To build high-confidence regions as Kingan, et al. did for human, rice, and Drosophila, short-read sequencing data is mapped to the reference and used to exclude low-confidence regions including those with abnormal coverage or in close proximity to variants. Within the resulting high-confidence regions, concordance is a good measure of assembly accuracy.
The advantages of this approach are that it provides a good measure of assembly accuracy and explicitly identifies errors as discordances between an assembly and the high-confidence regions. Discordances can then be examined to determine how to improve the assembly.
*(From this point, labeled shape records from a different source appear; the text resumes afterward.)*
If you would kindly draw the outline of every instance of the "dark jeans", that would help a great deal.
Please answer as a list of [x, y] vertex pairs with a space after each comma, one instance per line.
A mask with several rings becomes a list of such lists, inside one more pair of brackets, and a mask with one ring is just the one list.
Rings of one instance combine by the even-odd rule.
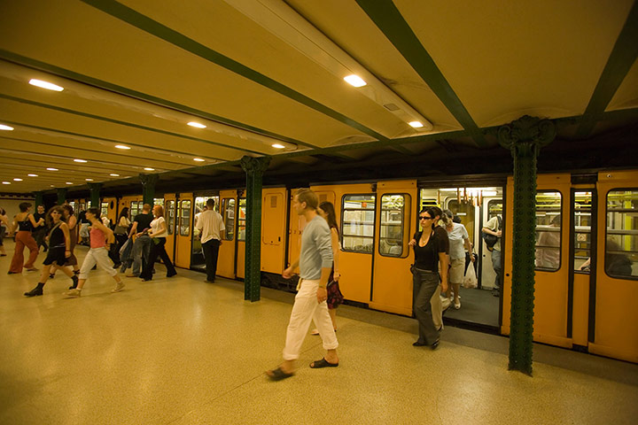
[[413, 310], [419, 322], [418, 342], [432, 345], [439, 340], [440, 332], [434, 326], [430, 299], [439, 286], [439, 274], [414, 269], [412, 292]]
[[167, 253], [166, 249], [164, 249], [164, 245], [166, 244], [166, 237], [160, 237], [158, 239], [160, 239], [160, 243], [157, 244], [154, 242], [152, 242], [152, 246], [151, 247], [151, 256], [149, 257], [149, 261], [144, 266], [144, 269], [139, 276], [143, 279], [152, 279], [152, 268], [158, 257], [162, 259], [162, 263], [164, 263], [164, 265], [167, 267], [167, 277], [177, 274], [177, 272], [175, 269], [175, 266], [173, 266], [173, 263], [171, 263], [171, 260], [168, 258], [168, 254]]
[[206, 264], [206, 281], [214, 282], [214, 276], [217, 273], [217, 258], [219, 256], [219, 239], [211, 239], [202, 243], [204, 250], [204, 260]]

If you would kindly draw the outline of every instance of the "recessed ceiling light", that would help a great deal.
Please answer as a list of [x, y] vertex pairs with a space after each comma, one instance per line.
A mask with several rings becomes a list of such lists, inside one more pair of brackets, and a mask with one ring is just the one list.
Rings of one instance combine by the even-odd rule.
[[346, 80], [346, 82], [354, 87], [363, 87], [367, 84], [367, 82], [365, 82], [361, 77], [354, 75], [354, 73], [352, 75], [348, 75], [347, 77], [344, 77], [344, 80]]
[[29, 84], [31, 84], [32, 86], [37, 86], [37, 87], [41, 87], [43, 89], [46, 89], [47, 90], [53, 90], [53, 91], [64, 90], [64, 88], [62, 88], [62, 87], [56, 86], [55, 84], [52, 84], [51, 82], [43, 81], [42, 80], [31, 79], [29, 81]]

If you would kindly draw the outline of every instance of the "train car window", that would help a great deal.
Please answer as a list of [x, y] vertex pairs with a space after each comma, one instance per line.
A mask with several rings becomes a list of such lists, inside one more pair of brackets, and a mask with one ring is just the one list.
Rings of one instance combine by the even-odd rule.
[[385, 257], [401, 257], [403, 254], [406, 197], [407, 195], [381, 197], [379, 254]]
[[237, 240], [245, 241], [245, 197], [239, 198], [239, 213], [237, 217], [237, 229], [239, 236]]
[[376, 211], [374, 194], [344, 195], [341, 198], [343, 251], [372, 253]]
[[619, 279], [638, 279], [638, 189], [607, 193], [605, 273]]
[[589, 273], [592, 192], [574, 193], [574, 271]]
[[175, 201], [167, 201], [166, 204], [167, 228], [168, 230], [168, 235], [173, 235], [173, 228], [175, 228]]
[[188, 236], [191, 235], [191, 200], [180, 201], [179, 205], [180, 236]]
[[536, 192], [536, 269], [556, 271], [561, 263], [561, 212], [563, 198], [560, 192]]
[[224, 240], [232, 241], [235, 237], [235, 198], [224, 198], [222, 201], [222, 209], [223, 210], [223, 220], [226, 227]]

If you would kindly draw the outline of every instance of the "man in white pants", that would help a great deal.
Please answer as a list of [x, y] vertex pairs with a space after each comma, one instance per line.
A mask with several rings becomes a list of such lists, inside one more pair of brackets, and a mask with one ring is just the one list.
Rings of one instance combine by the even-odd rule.
[[299, 189], [292, 200], [293, 209], [298, 215], [304, 216], [307, 224], [301, 234], [300, 259], [282, 274], [284, 278], [290, 279], [295, 267], [298, 265], [300, 267], [299, 292], [295, 297], [286, 331], [284, 363], [276, 369], [266, 372], [273, 381], [294, 375], [295, 360], [299, 359], [301, 344], [313, 320], [327, 352], [321, 360], [313, 361], [310, 367], [317, 369], [338, 366], [338, 343], [326, 304], [326, 285], [332, 267], [331, 230], [326, 220], [316, 213], [318, 205], [316, 194], [309, 189]]

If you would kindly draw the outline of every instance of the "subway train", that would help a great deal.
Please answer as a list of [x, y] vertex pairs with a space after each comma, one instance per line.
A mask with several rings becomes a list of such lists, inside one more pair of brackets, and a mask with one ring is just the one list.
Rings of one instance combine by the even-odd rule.
[[[412, 315], [413, 253], [408, 243], [427, 205], [449, 209], [468, 230], [477, 288], [461, 290], [462, 307], [448, 308], [447, 322], [510, 333], [511, 297], [511, 176], [444, 180], [349, 182], [311, 185], [320, 202], [335, 205], [341, 237], [341, 291], [346, 303]], [[262, 285], [293, 290], [281, 277], [299, 255], [303, 217], [291, 209], [295, 188], [264, 187], [261, 215]], [[217, 274], [245, 274], [246, 200], [243, 188], [164, 193], [170, 237], [167, 251], [178, 267], [202, 269], [194, 222], [206, 200], [215, 200], [226, 232]], [[68, 200], [76, 211], [86, 199]], [[113, 222], [121, 208], [131, 217], [142, 195], [103, 197]], [[495, 274], [480, 234], [492, 217], [502, 218], [502, 290], [493, 296]], [[551, 345], [638, 362], [638, 171], [539, 174], [536, 195], [536, 273], [533, 339]]]

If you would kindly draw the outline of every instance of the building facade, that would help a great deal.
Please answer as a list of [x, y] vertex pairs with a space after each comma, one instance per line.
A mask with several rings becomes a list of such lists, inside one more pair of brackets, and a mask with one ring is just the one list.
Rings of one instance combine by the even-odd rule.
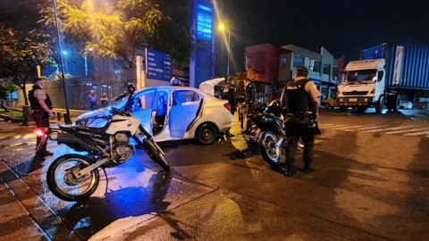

The disadvantages are that it requires an independent reference genome from which to start, as well as additional short-read data. Also, the accuracy estimate can be somewhat optimistic by excluding “difficult” regions from evaluation or somewhat pessimistic if true biological variants are not removed from the benchmark.
EXPLORE BAC COMPARISONS
Data needed: BAC sequences
In cases where a reference is not available but another set of high-quality sequences, such as bacterial artificial chromosomes (BACs), exist for the same sample, you can measure concordance between your assembled contigs and the BAC sequences. This method was used by Vollger, et al. when validating the accuracy of one of the first human assemblies generated using PacBio highly accurate long reads, known as HiFi reads.
COUNT ERRORS WITH SHORT READS
Data needed: short reads
It is possible to measure accuracy even for a species with no existing reference genome by comparing the k-mers in an assembly to k-mers from short reads from the same individual. One tool to do this is yak from Heng Li. Another is merqury, developed by Arang Rhie in Adam Phillippy’s group.
The advantages of this approach are that it does not require a reference genome and does not ignore difficult regions of the assembly. It also provides a way to measure completeness by flipping the comparison and looking for k-mers present in the short reads that are missing in the assembly. Merqury has the additional ability to track the coordinates of errors: it outputs files that can be loaded as IGV tracks so the user can visualize misassembles or other errors. Merqury has many additional functions like outputting spectra-cn plots and, for users with a trio, assessing contig phasing accuracy with statistics and plots.
Similar to the k-mer approach above, short-read data can be used to count errors by aligning short reads to the assembly and identifying single nucleotide differences. An error rate can then be calculated by dividing the total count of SNVs by the number of bases in an assembly covered by at least three short reads. The short-read data can be from a closely related individual, although estimates of correctness are most accurate when the same individual is used as Koren, et al. did with an F1 cross of two breeds of cattle.
Like the k-mer method, this approach requires no reference genome or transcript dataset and does not ignore difficult regions of the assembly. Unlike the k-mer approach, potential errors in the assembly can be identified and characterized in order to improve the assembly method.
Looking to the future
Exciting progress in long-read sequencing and genome assembly has made it standard to produce contiguous, complete genomes. In order to generate genomes that are not simply assembled, but are also effectively used for downstream biology, we must address the third dimension of quality: correctness. The techniques discussed above make it easy to measure correctness with a variety of different orthogonal data types. We expect these approaches will identify which sequencing workflows produce the most accurate genomes and will nudge the field towards an era of reference-grade de novo assemblies.